Testosterone Replacement and Your Sperm Count - What's the Deal?

Testosterone replacement therapy in theory has a negative effect on sperm counts in reproductive men.  

As a result men who still want to have kids have to look for alternative treatments to taking testosterone.  The current regimen for men who want to have kids is to use HCG 500 units daily subcutaneous injection.  

Background: Testosterone is produced primarily in the testicles in men. A hormone called Luteinizing Hormone (LH) produced in the pituitary gland in the brain is what signals the testicles to make testosterone. The pituitary gland acts like a thermostat. It senses how much testosterone there is in the blood. If the levels are low then it makes more LH which tells the testicles to make more testosterone. If testosterone levels are high then the pituitary gland slows down production of LH (LH levels are low).

To try and make this simple (not 100% correct from a physiologic standpoint), testosterone also can have a negative feedback on Follicle Stimulating Hormone secretion (FSH) from the pituitary gland. FSH is primarily responsible for telling the testicles to make sperm. So when we give men testosterone via a cream or injection, it can negatively effect sperm production since levels in the blood are high.

HCG stands for Human Chorionic Gonadotropin and is a hormone of pregnancy. It works almost exactly like LH in men, it tells the testicles to make BOTH testosterone and sperm. So men with low testosterone levels tell their doctor that they still prefer to have children this is what it typically prescribed. The reason why we do not use this in all men is that HCG stops working in men around the age of 45 (varies). This is because the testicles simply don’t have the capability to continue to make more testosterone (due to aging).

What we see in practice is that most men who use testosterone can still maintain fertility and get their wives pregnant. I was on testosterone only for 6 months prior to my wife becoming pregnant back in September. But to be safe doctors will always caution patients about potential fertility issues.

What happens if men use HCG and they don’t get a huge bump in their testosterone levels? What I typically do is give them testosterone AND HCG at the same time. A typical regimen will be to use 1 gram of a 200mg Lipoderm cream in the morning and inject 1000 units of HCG every other day. This will keep testosterone high AND preserve sperm counts.

The Journal of Urology just published a study (Feb 2013) which looked at men (average age 26) who they gave testosterone injection to AND HCG 500units every other day. The results demonstrated that this regimen maintained excellent levels of testosterone and did not adversely effect sperm counts.
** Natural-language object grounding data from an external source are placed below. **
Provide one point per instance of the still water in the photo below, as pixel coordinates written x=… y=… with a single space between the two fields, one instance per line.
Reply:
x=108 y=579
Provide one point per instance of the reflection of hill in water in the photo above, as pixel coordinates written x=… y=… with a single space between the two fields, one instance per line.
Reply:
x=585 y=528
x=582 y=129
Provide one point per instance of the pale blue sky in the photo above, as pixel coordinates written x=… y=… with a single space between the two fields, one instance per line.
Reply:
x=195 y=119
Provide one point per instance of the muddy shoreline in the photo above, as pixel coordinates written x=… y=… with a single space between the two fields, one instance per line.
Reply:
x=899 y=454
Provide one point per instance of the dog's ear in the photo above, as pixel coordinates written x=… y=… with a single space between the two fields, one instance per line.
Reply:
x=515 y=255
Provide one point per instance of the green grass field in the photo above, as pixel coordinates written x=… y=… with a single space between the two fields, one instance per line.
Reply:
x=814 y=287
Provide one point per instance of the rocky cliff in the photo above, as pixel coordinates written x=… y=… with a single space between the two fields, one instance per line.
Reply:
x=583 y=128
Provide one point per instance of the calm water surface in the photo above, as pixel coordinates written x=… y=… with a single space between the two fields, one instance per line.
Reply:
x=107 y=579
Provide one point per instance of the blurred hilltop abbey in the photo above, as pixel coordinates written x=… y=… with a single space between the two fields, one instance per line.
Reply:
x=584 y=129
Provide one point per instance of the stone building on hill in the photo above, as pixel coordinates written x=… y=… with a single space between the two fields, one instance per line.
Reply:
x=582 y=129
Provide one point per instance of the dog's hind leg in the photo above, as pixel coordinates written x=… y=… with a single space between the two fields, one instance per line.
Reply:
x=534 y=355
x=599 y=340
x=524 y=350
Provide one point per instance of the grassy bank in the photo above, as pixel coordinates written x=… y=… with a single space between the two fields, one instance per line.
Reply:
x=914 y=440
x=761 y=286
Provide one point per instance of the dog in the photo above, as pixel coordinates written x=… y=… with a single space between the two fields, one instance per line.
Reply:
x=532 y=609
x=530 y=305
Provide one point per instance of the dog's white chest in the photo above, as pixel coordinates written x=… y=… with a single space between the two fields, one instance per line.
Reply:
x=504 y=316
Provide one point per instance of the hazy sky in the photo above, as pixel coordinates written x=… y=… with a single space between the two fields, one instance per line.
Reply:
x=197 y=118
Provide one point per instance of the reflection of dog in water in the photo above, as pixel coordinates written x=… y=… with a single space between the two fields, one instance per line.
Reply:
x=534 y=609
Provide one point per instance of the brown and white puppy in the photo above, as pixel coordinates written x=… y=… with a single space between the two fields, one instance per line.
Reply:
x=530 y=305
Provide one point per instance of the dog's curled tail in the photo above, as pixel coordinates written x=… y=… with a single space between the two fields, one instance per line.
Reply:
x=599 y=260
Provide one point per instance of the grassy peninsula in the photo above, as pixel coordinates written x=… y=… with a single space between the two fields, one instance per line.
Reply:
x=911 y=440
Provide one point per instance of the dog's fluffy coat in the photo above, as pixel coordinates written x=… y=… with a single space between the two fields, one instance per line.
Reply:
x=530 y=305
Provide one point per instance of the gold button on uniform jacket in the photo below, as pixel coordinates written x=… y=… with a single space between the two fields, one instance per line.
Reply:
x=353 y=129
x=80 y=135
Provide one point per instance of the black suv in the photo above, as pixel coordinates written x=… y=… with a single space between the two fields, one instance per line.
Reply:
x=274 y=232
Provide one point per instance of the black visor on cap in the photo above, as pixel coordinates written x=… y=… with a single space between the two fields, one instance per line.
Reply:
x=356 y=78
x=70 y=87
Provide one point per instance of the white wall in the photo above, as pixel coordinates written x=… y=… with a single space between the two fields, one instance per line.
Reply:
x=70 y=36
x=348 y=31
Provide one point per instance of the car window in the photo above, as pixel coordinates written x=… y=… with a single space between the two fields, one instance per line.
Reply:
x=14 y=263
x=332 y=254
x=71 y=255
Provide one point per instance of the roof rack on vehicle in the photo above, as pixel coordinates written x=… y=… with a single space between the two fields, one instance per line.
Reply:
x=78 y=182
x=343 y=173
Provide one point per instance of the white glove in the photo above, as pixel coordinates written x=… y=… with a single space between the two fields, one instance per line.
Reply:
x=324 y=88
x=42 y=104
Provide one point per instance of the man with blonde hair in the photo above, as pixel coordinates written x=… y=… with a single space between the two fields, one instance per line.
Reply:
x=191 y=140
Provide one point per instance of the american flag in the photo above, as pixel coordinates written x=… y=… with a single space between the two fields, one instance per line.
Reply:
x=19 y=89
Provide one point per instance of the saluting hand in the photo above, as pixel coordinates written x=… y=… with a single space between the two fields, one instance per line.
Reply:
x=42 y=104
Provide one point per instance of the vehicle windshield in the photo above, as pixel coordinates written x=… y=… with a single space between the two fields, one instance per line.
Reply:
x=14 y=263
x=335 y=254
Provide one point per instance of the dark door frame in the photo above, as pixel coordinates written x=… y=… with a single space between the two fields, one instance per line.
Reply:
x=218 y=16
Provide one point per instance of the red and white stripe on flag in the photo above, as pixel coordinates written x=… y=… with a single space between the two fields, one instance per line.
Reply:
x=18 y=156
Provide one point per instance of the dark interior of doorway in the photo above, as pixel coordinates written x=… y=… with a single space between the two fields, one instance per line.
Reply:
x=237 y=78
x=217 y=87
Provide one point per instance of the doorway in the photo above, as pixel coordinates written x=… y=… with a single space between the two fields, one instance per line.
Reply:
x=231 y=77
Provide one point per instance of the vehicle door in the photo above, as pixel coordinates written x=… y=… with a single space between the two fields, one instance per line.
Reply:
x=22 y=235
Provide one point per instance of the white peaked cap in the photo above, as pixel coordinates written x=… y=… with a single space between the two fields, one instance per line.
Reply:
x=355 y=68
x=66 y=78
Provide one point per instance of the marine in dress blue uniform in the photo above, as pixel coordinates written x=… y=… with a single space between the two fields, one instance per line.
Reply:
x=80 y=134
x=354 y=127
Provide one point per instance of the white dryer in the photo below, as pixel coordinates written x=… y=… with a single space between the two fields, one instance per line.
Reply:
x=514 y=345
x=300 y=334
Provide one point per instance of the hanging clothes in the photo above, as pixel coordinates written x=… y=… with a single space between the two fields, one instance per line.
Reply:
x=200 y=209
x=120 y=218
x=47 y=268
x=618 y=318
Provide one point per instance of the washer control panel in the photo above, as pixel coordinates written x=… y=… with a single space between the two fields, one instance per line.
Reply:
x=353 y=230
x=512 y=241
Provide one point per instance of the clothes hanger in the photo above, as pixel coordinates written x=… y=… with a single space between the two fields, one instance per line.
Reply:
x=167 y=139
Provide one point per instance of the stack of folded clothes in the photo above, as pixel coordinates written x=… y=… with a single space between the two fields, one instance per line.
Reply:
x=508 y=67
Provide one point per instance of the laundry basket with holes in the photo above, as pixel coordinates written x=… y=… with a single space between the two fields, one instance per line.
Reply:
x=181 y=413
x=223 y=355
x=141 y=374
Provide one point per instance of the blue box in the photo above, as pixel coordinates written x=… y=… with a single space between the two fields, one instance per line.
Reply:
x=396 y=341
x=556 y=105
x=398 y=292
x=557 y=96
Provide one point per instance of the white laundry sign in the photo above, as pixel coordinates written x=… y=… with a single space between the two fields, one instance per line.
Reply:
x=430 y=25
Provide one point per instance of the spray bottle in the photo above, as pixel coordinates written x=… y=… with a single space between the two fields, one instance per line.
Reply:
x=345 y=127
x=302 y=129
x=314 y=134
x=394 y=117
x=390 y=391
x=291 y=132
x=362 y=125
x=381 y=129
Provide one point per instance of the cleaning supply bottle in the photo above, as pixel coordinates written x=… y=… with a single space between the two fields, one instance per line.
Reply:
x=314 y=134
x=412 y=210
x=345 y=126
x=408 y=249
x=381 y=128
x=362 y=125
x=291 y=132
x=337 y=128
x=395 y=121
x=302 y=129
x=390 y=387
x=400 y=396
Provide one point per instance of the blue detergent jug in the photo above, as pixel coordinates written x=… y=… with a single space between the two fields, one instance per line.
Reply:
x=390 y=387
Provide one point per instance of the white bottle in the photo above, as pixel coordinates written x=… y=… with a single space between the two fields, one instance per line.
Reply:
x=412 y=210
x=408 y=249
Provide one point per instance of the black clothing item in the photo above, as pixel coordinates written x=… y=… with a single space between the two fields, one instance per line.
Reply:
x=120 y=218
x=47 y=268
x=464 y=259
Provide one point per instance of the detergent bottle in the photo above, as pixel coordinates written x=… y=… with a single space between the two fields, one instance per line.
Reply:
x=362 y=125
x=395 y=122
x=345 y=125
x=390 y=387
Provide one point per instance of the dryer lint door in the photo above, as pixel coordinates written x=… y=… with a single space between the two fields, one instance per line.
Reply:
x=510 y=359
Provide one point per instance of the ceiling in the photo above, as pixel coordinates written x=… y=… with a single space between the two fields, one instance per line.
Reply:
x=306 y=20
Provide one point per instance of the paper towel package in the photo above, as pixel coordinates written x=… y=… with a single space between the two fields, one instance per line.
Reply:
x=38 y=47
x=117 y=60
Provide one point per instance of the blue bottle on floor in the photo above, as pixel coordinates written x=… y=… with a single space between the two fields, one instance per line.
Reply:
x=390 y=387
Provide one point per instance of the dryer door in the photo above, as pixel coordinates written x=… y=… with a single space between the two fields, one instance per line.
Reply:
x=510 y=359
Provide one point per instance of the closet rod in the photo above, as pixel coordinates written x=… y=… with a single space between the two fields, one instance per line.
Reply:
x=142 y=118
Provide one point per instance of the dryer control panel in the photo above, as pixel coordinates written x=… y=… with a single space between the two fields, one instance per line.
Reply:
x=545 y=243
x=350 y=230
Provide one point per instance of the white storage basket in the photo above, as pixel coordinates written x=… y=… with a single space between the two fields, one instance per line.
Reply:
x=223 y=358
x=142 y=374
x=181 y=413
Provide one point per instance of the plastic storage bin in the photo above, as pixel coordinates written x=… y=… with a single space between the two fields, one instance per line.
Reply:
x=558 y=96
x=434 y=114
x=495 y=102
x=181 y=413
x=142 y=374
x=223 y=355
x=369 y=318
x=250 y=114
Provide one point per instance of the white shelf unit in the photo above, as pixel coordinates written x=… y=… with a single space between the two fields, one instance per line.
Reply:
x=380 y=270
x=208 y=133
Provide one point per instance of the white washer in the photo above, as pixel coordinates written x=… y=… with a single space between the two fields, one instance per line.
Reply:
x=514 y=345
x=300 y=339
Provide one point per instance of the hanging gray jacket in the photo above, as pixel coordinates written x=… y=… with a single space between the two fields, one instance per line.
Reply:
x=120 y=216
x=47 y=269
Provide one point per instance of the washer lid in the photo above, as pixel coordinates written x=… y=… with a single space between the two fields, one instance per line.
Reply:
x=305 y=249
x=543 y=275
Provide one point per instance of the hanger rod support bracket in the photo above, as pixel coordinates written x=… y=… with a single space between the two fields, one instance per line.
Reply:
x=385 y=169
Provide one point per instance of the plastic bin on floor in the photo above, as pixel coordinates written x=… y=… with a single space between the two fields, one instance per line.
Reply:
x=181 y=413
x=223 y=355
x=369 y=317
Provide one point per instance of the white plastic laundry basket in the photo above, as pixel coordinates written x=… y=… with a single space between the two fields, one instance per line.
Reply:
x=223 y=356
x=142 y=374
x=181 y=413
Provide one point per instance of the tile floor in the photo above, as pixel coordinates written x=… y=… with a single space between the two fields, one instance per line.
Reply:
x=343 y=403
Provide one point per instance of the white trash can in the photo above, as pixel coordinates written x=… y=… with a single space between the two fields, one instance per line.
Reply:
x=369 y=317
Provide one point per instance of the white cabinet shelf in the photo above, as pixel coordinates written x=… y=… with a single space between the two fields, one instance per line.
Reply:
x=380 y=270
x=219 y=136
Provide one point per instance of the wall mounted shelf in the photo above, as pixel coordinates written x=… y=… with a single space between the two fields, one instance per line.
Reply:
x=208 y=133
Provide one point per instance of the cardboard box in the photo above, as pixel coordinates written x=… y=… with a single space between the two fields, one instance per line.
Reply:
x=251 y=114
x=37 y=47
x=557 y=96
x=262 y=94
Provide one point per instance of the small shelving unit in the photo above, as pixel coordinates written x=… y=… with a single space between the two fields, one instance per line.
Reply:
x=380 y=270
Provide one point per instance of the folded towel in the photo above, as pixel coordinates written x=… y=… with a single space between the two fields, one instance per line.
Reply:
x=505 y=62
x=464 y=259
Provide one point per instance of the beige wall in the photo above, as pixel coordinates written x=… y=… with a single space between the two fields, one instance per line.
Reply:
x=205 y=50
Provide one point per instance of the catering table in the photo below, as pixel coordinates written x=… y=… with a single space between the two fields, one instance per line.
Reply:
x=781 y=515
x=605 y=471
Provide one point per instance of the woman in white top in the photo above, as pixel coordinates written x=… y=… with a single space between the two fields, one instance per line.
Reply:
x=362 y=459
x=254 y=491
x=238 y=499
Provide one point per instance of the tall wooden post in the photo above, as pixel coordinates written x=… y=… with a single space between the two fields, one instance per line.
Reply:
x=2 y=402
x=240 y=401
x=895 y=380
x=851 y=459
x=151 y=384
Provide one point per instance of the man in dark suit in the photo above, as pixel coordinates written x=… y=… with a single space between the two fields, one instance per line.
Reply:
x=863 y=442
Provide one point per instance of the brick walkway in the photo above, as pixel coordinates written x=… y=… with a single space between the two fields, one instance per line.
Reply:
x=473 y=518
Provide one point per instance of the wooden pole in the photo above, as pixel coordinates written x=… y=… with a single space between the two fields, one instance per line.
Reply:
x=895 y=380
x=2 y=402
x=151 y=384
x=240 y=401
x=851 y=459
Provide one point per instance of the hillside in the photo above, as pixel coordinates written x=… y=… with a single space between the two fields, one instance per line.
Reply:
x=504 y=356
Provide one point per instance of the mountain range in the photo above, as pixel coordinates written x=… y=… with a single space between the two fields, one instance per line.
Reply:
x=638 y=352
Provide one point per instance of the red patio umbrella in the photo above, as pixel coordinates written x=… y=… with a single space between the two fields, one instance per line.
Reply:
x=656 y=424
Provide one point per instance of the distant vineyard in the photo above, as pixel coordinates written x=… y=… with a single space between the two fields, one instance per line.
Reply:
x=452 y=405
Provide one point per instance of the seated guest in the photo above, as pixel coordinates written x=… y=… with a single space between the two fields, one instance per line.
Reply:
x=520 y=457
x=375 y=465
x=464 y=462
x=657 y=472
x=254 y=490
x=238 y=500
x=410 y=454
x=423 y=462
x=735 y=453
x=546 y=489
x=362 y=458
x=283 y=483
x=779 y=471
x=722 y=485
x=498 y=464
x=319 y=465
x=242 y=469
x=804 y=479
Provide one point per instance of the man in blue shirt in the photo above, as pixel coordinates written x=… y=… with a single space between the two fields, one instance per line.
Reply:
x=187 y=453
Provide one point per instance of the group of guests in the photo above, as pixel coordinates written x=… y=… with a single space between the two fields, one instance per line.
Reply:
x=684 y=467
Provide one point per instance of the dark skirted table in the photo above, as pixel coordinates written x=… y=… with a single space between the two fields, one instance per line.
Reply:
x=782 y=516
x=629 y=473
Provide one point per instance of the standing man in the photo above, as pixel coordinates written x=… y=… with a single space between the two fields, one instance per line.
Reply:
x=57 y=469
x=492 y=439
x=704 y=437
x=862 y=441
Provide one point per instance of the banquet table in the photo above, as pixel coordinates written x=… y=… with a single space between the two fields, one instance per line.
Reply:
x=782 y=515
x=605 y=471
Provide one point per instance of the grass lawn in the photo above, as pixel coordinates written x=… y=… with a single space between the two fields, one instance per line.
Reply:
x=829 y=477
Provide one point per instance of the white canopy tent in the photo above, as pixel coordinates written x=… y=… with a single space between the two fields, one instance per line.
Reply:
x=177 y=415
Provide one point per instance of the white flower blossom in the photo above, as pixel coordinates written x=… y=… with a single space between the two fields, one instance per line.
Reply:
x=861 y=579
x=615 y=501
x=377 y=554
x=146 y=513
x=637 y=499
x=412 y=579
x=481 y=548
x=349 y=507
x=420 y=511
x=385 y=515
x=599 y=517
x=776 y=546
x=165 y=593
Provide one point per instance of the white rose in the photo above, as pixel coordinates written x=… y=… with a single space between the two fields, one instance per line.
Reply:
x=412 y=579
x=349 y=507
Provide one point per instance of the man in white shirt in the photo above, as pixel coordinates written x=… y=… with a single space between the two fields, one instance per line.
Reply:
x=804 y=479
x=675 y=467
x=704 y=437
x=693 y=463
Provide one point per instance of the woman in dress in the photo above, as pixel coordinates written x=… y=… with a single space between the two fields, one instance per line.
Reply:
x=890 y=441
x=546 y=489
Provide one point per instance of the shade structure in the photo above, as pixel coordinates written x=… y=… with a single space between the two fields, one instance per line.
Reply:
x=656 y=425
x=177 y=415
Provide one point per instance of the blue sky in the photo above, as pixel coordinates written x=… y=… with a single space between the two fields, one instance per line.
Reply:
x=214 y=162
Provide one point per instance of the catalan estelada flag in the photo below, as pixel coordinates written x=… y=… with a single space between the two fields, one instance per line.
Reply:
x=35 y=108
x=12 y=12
This study is very encouraging and further supports the utility of testosterone replacement in younger men.

I recently had a 25 year old male patient with no libido and erectile dysfunction who had testosterone levels of 275 (range 348-1198). Because he was a professional athlete he was not able to use testosterone despite having significant symptoms. For him I prescribed 500 Units of HCG daily. In one month I will retest his levels and if they are optimal keep him on this dose. If not the plan will be to add the morning testosterone cream and use the HCG to maintain sperm counts.

The reality of what I see in my practice is that younger men can and do suffer from low testosterone. There are many things that can cause this but regardless the treatment is to give them testosterone. We now understand that sperm counts can be preserved through the use of HCG.